Institut de Recherche Mathématique Avancée, UMR 7501, CNRS-Université de Strasbourg, Strasbourg, France.
Laboratoire de Spectrométrie de Masse Bio-Organique, Institut Pluridisciplinaire Hubert Curien, UMR 7178, CNRS-Université de Strasbourg, Strasbourg, France.
PLoS Comput Biol. 2022 Aug 29;18(8):e1010420. doi: 10.1371/journal.pcbi.1010420. eCollection 2022 Aug.
Imputing missing values is common practice in label-free quantitative proteomics. Imputation aims at replacing a missing value with a user-defined one. However, the imputation itself may not be optimally considered downstream of the imputation process, as imputed datasets are often considered as if they had always been complete. Hence, the uncertainty due to the imputation is not adequately taken into account. We provide a rigorous multiple imputation strategy, leading to a less biased estimation of the parameters' variability thanks to Rubin's rules. The imputation-based peptide's intensities' variance estimator is then moderated using Bayesian hierarchical models. This estimator is finally included in moderated t-test statistics to provide differential analyses results. This workflow can be used both at peptide and protein-level in quantification datasets. Indeed, an aggregation step is included for protein-level results based on peptide-level quantification data. Our methodology, named mi4p, was compared to the state-of-the-art limma workflow implemented in the DAPAR R package, both on simulated and real datasets. We observed a trade-off between sensitivity and specificity, while the overall performance of mi4p outperforms DAPAR in terms of F-Score.

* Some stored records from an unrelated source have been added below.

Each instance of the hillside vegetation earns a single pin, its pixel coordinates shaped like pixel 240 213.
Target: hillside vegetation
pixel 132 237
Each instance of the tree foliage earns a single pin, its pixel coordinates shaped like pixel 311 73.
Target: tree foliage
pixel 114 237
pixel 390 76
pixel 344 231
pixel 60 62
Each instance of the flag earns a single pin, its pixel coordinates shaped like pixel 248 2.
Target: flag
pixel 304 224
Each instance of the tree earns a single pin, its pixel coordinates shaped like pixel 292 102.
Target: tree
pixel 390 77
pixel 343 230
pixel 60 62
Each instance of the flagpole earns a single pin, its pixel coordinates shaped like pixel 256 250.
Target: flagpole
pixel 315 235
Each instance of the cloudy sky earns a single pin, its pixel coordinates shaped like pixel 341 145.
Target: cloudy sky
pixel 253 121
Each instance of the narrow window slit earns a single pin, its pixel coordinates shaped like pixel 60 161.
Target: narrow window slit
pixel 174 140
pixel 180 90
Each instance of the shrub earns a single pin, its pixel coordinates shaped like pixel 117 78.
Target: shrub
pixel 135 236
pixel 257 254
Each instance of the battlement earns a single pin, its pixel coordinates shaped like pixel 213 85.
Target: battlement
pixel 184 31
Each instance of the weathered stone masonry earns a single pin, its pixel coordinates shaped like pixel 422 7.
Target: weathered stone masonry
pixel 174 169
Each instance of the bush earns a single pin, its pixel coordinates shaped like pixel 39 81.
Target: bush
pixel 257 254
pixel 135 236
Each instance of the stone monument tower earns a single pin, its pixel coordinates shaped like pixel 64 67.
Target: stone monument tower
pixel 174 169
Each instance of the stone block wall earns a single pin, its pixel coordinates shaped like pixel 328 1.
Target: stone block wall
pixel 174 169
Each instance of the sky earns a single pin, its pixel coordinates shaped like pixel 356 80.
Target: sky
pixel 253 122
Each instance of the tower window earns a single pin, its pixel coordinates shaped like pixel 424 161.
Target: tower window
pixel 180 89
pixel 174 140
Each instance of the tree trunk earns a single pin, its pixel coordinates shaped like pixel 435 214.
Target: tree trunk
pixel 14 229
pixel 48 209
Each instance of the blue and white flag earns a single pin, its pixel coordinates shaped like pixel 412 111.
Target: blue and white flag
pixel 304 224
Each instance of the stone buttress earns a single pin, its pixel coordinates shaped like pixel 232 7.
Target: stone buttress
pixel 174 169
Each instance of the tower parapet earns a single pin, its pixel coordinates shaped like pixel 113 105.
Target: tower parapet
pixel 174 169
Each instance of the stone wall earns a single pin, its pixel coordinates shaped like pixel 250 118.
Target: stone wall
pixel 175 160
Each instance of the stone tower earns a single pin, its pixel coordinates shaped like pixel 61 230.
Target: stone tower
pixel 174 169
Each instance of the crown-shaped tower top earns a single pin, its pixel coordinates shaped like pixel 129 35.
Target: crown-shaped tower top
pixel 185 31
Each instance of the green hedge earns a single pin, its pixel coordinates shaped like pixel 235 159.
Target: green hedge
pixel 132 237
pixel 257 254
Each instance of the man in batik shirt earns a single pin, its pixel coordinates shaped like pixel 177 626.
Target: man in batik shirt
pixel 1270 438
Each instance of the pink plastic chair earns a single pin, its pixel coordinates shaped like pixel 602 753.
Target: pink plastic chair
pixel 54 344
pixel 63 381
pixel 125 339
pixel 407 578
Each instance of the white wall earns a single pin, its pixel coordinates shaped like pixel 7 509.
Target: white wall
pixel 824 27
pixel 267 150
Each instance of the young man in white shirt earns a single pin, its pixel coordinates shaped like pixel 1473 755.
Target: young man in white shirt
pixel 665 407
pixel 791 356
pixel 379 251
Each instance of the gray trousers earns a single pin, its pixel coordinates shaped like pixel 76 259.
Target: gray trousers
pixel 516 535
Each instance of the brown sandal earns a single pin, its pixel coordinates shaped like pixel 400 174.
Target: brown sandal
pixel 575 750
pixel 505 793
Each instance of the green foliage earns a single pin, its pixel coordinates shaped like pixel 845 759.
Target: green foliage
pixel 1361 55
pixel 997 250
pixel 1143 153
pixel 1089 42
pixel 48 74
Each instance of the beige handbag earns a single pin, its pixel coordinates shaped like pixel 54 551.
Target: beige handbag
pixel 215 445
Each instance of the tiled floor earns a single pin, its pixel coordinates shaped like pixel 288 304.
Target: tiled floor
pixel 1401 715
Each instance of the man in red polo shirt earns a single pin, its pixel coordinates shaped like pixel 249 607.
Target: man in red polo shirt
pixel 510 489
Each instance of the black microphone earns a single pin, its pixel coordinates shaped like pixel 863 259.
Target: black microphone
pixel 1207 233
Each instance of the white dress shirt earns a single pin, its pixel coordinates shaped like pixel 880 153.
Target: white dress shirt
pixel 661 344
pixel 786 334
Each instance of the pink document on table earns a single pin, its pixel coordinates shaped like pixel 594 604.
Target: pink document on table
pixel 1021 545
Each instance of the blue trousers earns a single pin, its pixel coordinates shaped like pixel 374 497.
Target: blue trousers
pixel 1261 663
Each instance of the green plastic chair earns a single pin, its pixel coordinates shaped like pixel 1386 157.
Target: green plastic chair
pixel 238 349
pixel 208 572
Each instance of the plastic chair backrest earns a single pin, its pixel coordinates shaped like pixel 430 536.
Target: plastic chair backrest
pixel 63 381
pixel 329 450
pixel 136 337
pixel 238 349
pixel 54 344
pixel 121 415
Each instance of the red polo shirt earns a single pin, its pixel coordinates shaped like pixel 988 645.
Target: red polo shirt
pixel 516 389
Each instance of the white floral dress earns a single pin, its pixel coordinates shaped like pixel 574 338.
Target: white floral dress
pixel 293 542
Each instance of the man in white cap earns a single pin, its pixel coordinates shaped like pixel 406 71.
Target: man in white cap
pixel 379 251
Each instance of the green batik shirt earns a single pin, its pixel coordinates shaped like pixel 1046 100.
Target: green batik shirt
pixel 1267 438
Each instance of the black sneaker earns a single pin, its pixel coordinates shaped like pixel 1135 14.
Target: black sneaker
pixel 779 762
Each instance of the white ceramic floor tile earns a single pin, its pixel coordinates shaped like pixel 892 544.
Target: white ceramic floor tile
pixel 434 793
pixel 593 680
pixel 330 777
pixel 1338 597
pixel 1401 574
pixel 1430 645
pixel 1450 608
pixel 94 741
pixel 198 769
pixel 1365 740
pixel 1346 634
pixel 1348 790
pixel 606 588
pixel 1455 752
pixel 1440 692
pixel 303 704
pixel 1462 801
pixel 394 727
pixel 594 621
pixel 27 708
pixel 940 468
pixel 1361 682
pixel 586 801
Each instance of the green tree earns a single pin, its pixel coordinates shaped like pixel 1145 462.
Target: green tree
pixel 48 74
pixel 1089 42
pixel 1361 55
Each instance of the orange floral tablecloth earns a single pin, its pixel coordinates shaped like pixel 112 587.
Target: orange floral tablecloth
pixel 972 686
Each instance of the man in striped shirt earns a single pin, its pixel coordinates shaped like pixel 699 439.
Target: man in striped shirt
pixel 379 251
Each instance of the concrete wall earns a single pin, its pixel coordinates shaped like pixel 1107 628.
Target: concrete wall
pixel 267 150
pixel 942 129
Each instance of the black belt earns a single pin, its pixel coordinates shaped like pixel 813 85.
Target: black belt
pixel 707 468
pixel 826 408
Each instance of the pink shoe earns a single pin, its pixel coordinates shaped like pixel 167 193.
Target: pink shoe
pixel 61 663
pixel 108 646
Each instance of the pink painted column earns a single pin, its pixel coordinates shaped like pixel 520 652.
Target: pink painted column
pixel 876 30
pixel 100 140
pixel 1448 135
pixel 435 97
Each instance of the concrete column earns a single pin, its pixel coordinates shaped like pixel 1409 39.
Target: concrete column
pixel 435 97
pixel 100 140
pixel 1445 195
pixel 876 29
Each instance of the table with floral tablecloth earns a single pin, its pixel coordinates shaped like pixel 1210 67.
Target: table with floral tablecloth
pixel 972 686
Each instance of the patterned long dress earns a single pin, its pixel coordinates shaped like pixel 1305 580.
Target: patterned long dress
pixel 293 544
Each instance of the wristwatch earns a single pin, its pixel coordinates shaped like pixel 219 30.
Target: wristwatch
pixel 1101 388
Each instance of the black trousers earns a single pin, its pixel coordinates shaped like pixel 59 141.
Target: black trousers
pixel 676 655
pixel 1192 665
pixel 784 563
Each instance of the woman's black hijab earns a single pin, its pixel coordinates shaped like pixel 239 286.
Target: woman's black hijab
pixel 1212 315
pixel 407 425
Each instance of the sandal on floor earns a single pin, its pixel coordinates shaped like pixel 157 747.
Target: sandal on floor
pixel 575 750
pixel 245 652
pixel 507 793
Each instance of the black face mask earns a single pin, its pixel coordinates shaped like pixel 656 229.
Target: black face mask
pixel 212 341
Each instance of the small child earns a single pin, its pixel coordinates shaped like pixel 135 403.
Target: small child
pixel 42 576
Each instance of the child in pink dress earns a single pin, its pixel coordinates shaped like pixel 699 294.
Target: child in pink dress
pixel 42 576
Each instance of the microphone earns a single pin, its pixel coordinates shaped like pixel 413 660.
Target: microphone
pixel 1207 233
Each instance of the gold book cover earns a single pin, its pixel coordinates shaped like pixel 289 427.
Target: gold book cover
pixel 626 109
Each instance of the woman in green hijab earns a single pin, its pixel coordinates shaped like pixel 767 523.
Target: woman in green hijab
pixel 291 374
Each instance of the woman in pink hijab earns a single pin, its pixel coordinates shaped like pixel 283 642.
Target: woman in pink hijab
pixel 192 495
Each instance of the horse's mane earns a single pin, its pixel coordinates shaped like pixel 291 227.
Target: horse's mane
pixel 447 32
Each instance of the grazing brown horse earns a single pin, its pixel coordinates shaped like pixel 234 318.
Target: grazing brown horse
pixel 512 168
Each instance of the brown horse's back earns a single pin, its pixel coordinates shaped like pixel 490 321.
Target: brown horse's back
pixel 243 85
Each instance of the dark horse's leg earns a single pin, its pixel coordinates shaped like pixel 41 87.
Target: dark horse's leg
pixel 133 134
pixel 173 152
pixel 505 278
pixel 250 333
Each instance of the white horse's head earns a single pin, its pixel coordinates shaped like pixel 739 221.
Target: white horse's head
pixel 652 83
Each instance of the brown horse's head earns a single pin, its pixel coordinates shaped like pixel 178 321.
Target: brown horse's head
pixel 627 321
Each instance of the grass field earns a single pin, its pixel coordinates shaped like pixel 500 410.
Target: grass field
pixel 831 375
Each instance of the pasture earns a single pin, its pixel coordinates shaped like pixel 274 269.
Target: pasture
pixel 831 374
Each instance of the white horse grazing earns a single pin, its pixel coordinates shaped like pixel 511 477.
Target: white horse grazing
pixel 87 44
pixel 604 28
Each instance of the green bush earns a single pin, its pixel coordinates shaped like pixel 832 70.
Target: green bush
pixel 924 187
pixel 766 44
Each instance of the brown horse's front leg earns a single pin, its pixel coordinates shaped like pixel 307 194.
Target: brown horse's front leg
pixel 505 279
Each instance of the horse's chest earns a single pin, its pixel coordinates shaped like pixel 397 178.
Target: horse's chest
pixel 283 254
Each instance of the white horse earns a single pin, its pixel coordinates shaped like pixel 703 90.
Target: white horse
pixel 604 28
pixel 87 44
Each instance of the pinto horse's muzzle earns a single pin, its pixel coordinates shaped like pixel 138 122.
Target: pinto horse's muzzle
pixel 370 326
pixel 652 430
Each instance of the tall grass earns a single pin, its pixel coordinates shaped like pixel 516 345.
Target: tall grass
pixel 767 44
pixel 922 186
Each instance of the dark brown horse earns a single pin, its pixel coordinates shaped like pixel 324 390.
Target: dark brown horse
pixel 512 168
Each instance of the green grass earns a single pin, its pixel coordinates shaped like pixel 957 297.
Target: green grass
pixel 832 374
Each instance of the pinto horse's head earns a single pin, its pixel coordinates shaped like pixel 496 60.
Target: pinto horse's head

在无标记定量蛋白质组学中,缺失值插补是一种常见的做法。插补的目的是用用户定义的值替换缺失值。然而,在插补过程的下游,插补本身可能没有被最优地考虑,因为插补数据集通常被认为是完整的。因此,由于插补而产生的不确定性没有被充分考虑。我们提供了一种严格的多重插补策略,由于鲁宾的规则,这使得对参数变异性的估计更加无偏。然后,使用贝叶斯层次模型来调节基于插补的肽强度方差估计量。最后,该估计量被包含在经过调节的 t 检验统计中,以提供差异分析结果。这个工作流程可以在定量数据集的肽和蛋白质水平上使用。实际上,基于肽水平的定量数据,为蛋白质水平的结果包含了一个聚合步骤。我们的方法,名为 mi4p,与 DAPAR R 包中实现的最先进的 limma 工作流程在模拟和真实数据集上进行了比较。我们观察到了敏感性和特异性之间的权衡,而 mi4p 的整体性能在 F-Score 方面优于 DAPAR。